Uzbekistan has formally asked the OSCE to send a full-scale monitoring team for the elections. In a visit to Uzbekistan last month, OSCE chairman Vollebaek told President Islam Karimov that the OSCE was not satisfied with some of the preparations for the elections.
Vollebaek later told journalists that there were "flaws" in the process and cited election laws. He also cited the whole area of human rights, including, in his words, "freedom of speech, freedom of religion where we see clear shortcomings."
But he told Karimov that the OSCE did not expect that countries in
transition -- like those in Central Asia -- could immediately introduce international standards in regard to fair elections. He acknowledged it would take time. He said the assessment mission would make an "objective assessment" of whether a full observation team should be sent to the elections.

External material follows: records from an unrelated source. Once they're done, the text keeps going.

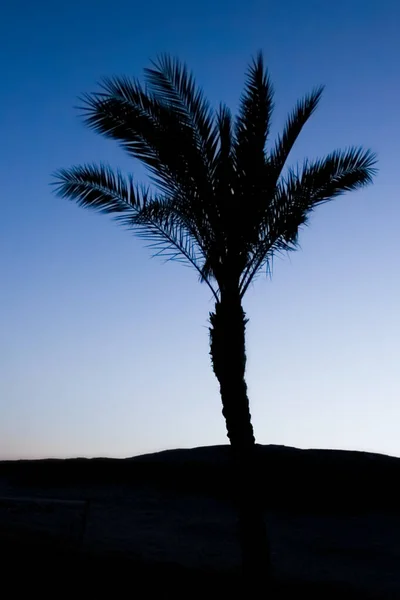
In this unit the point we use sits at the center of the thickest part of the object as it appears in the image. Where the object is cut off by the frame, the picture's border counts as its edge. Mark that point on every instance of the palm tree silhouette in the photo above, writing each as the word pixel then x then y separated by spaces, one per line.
pixel 222 202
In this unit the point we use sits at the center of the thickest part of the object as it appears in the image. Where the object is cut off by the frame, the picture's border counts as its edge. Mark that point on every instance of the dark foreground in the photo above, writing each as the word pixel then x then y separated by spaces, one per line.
pixel 34 570
pixel 162 526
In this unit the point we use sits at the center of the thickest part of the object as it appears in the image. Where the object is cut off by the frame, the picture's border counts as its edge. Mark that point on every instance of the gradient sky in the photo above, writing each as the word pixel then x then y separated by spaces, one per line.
pixel 103 350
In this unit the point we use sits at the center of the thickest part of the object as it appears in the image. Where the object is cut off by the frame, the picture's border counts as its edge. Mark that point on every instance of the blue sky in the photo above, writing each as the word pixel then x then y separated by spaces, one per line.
pixel 103 350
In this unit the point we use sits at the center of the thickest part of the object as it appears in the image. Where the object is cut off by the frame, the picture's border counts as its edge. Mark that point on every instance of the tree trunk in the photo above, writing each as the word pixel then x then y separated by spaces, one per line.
pixel 227 341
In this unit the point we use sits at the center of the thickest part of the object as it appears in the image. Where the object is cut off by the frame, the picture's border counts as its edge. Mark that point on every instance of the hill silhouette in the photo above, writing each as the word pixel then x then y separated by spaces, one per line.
pixel 291 478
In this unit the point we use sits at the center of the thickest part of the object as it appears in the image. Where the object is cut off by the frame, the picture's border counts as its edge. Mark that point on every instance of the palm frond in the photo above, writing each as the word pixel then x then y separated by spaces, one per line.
pixel 99 188
pixel 174 86
pixel 254 118
pixel 296 196
pixel 148 131
pixel 292 129
pixel 161 223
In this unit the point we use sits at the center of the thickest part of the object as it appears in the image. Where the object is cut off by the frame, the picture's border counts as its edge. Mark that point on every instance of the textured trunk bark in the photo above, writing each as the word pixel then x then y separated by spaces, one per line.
pixel 227 341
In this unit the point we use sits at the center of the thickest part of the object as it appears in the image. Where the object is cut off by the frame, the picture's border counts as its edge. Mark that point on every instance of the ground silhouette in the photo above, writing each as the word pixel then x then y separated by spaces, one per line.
pixel 156 518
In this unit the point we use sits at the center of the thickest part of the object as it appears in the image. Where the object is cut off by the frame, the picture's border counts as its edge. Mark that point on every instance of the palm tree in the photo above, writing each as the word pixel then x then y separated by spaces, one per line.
pixel 220 201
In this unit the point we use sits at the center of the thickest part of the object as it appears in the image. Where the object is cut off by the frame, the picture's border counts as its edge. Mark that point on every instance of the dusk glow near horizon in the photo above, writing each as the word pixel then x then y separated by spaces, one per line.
pixel 104 351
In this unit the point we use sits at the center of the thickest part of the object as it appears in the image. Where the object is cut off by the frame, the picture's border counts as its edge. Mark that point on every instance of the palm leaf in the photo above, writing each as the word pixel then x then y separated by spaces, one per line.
pixel 292 129
pixel 297 195
pixel 148 131
pixel 174 86
pixel 99 188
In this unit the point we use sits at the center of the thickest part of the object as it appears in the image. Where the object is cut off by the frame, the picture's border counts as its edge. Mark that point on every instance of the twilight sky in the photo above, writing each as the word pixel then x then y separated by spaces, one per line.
pixel 103 350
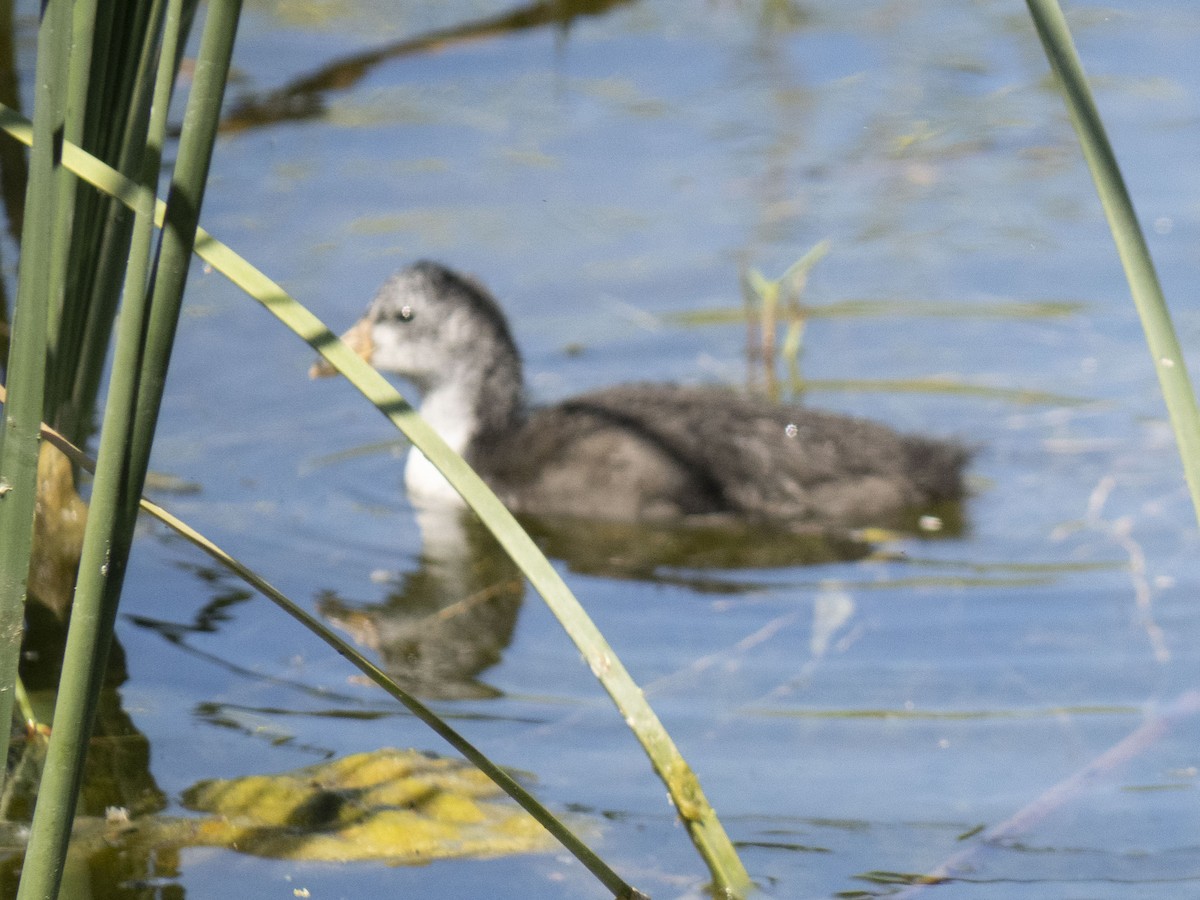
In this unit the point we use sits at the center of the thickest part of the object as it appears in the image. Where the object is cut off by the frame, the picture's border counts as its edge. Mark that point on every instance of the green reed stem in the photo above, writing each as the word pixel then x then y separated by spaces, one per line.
pixel 705 829
pixel 1147 293
pixel 27 361
pixel 144 341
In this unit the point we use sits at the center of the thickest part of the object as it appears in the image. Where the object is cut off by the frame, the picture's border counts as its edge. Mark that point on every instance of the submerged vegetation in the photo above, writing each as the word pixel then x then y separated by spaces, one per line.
pixel 96 241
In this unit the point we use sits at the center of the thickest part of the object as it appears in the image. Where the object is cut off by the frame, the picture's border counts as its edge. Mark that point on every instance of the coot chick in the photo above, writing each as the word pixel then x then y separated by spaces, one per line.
pixel 649 453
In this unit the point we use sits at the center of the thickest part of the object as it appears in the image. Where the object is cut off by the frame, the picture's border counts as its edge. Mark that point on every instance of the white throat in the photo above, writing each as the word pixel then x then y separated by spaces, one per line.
pixel 449 411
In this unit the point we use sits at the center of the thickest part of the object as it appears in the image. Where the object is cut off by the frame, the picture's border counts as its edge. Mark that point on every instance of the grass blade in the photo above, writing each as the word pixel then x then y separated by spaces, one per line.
pixel 27 363
pixel 604 873
pixel 1147 293
pixel 697 815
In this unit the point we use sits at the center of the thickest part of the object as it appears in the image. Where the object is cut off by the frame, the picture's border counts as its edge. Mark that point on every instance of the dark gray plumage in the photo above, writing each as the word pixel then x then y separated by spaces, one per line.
pixel 639 451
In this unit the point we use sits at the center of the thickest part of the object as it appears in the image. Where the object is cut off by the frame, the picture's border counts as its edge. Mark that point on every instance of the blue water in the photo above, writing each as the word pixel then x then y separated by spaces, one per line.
pixel 844 718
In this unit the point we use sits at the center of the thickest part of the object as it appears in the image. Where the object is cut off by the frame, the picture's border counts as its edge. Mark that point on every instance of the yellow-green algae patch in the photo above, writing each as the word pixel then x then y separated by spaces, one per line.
pixel 400 807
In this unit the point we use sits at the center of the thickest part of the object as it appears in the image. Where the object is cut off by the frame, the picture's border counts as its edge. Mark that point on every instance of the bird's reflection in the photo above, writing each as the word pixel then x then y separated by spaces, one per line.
pixel 438 628
pixel 443 624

Meanwhile, an assessment team is scheduled to travel to Turkmenistan on November 8 to examine whether a monitoring team should be sent for that country's December 12 parliamentary elections. President Saparmurat Niyazov urged it to do so when he met Vollebaek last month. But OSCE officials are already skeptical of whether conditions will permit the presence of a monitoring team.
There are no political parties in Turkmenistan. Niyazov told the OSCE last month that political parties would appear when the people wanted them -- and said there was no sign of that. He also denied that there were any political prisoners but said he was planning an amnesty for some other prisoners shortly before the election.
OSCE officials in Vienna said today it could be years before conditions for democratic elections appear in Turkmenistan. Niyazov told Vollebaek during last month's visit that he hoped to introduce what he called a "new, democratic society" by 2010. But he did not spell out what sort of society he had in mind.